Provably Mitigating Overoptimization in RLHF: Your SFT Loss is Implicitly an Adversarial Regularizer

TL;DR

This paper introduces a theoretically grounded algorithm called RPO that combines preference optimization and supervised fine-tuning to mitigate overoptimization in RLHF for aligning large language models, with proven efficiency and empirical success.

Contribution

It provides a novel theoretical framework and practical algorithm that explicitly mitigates overoptimization in RLHF by combining preference optimization with supervised learning.

Findings

RPO outperforms DPO in aligning LLMs.

The algorithm offers provable sample efficiency.
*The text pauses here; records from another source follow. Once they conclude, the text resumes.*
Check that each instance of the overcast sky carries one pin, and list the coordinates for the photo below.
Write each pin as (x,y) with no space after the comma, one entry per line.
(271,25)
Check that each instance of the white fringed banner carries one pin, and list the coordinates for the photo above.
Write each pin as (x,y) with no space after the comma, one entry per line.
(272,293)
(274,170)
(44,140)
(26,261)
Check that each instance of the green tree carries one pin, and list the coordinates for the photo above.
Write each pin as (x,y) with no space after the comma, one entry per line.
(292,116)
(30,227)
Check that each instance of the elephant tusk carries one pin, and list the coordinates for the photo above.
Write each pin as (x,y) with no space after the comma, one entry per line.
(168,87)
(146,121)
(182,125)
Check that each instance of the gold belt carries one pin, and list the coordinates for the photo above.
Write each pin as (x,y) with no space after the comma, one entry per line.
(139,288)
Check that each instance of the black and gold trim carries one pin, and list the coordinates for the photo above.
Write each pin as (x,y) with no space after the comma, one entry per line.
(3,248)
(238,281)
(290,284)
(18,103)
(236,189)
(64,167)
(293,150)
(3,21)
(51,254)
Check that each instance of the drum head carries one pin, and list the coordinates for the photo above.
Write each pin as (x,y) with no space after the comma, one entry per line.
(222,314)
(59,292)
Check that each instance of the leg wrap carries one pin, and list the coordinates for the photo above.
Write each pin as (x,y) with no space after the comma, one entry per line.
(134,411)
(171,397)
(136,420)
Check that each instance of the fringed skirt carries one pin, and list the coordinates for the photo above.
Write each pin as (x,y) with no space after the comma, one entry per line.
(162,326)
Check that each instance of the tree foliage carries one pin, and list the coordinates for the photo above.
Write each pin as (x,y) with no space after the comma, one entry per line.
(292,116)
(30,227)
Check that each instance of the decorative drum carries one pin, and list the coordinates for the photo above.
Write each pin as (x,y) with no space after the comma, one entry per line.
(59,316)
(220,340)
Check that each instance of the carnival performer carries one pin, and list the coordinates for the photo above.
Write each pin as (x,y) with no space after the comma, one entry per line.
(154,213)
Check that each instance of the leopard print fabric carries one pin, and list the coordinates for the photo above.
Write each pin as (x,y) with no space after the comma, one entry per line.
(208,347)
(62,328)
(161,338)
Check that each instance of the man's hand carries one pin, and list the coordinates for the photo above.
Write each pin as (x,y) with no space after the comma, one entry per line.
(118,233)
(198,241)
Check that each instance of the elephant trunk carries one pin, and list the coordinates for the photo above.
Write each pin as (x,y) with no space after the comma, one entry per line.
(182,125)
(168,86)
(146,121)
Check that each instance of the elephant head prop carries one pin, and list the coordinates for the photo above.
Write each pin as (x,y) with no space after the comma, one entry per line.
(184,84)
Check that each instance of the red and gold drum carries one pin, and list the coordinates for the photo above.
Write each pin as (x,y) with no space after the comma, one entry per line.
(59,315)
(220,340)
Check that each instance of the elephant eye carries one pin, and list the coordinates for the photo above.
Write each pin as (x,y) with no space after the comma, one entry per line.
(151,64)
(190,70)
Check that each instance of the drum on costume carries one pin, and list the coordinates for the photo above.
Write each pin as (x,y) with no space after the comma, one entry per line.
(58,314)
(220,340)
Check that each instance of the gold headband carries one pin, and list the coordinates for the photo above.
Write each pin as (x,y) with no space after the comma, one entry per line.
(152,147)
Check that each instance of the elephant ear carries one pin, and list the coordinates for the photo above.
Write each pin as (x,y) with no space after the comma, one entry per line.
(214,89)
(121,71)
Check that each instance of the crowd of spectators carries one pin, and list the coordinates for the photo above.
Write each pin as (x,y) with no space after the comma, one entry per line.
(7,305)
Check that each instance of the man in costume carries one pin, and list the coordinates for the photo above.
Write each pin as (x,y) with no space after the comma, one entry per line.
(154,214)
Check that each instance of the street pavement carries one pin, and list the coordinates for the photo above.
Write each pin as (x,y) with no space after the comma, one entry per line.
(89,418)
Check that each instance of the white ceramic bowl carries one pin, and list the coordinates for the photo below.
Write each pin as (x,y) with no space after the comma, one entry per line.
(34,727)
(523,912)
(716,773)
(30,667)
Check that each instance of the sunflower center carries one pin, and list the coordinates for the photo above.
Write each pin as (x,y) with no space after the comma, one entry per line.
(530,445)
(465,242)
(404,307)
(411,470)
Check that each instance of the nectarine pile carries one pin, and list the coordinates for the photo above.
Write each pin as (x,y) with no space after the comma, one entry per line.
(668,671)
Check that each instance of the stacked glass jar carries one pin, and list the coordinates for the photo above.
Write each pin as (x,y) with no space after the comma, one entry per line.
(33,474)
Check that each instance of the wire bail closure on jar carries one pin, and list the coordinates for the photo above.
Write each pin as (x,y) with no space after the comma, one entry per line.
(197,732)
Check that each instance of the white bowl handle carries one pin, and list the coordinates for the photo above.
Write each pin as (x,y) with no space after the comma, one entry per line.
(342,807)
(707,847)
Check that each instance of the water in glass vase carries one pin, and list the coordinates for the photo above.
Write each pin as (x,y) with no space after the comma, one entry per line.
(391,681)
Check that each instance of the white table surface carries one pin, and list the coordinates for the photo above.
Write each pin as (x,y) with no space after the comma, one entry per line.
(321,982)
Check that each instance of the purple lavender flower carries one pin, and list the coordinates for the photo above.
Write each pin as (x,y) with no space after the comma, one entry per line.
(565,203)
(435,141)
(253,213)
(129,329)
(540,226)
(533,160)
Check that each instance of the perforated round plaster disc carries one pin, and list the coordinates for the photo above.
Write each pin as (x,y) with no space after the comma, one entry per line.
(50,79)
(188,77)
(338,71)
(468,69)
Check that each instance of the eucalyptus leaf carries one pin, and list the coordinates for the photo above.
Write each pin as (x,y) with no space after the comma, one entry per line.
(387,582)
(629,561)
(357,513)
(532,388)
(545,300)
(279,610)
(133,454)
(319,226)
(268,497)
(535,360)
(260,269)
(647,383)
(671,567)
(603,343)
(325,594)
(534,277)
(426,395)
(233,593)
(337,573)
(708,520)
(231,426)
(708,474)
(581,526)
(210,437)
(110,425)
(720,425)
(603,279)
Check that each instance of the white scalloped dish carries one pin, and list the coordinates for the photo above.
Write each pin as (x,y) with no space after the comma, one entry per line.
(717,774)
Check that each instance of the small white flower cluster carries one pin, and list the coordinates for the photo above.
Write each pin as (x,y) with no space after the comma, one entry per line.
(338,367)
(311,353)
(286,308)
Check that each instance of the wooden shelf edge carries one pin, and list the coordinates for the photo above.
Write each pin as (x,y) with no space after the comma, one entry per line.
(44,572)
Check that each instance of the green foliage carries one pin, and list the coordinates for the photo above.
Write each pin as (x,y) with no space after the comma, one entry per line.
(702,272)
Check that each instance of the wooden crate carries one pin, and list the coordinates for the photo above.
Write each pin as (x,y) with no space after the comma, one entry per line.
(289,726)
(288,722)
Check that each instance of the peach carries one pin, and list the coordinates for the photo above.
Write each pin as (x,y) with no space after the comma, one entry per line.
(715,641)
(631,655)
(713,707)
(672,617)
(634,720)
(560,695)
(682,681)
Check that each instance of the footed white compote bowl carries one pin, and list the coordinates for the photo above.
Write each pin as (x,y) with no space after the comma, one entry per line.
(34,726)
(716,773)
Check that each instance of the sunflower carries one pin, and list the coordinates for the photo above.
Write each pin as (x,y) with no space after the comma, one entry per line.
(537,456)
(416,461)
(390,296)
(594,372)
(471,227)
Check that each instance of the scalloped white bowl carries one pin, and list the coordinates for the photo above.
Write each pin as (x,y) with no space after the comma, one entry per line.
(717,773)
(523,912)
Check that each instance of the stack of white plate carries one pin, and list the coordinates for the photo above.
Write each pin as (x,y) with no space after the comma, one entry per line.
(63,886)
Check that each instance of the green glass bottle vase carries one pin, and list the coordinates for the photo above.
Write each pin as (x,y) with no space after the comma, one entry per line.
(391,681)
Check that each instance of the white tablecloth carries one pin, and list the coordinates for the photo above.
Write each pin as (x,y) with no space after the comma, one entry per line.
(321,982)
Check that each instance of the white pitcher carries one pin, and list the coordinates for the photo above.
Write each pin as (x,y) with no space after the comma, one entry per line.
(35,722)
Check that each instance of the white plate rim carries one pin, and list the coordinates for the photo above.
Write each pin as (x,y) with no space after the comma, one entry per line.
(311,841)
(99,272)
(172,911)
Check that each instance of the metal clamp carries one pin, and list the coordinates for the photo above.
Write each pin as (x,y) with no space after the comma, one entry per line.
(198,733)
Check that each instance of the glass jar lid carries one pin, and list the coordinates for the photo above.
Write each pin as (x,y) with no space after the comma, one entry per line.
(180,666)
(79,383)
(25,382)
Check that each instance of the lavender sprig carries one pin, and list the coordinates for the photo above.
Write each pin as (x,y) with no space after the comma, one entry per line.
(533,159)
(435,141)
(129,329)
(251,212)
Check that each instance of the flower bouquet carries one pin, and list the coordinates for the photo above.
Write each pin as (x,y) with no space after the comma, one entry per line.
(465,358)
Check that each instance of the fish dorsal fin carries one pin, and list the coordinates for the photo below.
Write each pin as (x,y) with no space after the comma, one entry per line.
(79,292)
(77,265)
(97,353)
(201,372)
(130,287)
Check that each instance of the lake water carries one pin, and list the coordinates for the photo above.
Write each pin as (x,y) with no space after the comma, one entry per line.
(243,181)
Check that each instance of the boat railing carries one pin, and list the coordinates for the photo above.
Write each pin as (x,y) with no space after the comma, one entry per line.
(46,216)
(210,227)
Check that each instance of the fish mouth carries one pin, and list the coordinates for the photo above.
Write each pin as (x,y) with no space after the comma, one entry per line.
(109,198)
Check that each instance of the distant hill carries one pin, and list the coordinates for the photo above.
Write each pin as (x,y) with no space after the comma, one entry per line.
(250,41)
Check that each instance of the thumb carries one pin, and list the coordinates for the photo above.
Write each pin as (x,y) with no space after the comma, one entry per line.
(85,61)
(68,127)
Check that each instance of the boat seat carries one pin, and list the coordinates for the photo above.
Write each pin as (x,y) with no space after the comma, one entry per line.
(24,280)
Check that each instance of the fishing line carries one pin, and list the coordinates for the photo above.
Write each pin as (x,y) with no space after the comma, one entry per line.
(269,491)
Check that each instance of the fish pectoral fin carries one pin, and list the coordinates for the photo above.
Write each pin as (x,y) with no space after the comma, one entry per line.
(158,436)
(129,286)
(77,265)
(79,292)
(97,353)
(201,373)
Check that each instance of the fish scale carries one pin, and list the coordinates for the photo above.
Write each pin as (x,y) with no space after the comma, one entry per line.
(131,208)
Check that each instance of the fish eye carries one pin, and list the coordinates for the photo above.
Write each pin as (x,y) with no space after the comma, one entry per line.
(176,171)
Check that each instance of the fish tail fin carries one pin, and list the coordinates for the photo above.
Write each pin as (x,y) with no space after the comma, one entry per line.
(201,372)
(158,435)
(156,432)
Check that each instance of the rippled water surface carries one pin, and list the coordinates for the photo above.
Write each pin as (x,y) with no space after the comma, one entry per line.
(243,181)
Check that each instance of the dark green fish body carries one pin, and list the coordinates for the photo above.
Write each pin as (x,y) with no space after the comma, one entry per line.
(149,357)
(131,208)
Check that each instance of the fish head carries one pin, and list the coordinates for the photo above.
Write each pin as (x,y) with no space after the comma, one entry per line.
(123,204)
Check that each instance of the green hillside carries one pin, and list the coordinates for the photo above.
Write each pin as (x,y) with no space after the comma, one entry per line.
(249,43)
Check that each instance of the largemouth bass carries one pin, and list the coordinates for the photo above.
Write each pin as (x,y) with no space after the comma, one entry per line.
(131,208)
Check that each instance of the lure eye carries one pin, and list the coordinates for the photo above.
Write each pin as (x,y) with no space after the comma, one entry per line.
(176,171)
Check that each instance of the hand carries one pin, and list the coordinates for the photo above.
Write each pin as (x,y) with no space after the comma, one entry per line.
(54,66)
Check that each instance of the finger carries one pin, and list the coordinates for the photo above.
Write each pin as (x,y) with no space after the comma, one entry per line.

Empirical results show improved response quality.

Abstract

Aligning generative models with human preference via RLHF typically suffers from overoptimization, where an imperfectly learned reward model can misguide the generative model to output undesired responses. We investigate this problem in a principled manner by identifying the source of the misalignment as a form of distributional shift and uncertainty in learning human preferences. To mitigate overoptimization, we first propose a theoretical algorithm that chooses the best policy for an adversarially chosen reward model; one that simultaneously minimizes the maximum likelihood estimation of the loss and a reward penalty term. Here, the reward penalty term is introduced to prevent the policy from choosing actions with spurious high proxy rewards, resulting in provable sample efficiency of the algorithm under a partial coverage style condition. Moving from theory to practice, the proposed algorithm further enjoys an equivalent but surprisingly easy-to-implement reformulation. Using the equivalence between reward models and the corresponding optimal policy, the algorithm features a simple objective that combines: (i) a preference optimization loss that directly aligns the policy with human preference, and (ii) a supervised learning loss that explicitly imitates the policy with a (suitable) baseline distribution. In the context of aligning large language models (LLM), this objective fuses the direct preference optimization (DPO) loss with the supervised fine-tuning (SFT) loss to help mitigate the overoptimization towards undesired responses, for which we name the algorithm Regularized Preference Optimization (RPO). Experiments of aligning LLMs demonstrate the improved performance of RPO compared with DPO baselines. Our work sheds light on the interplay between preference optimization and SFT in tuning LLMs with both theoretical guarantees and empirical evidence.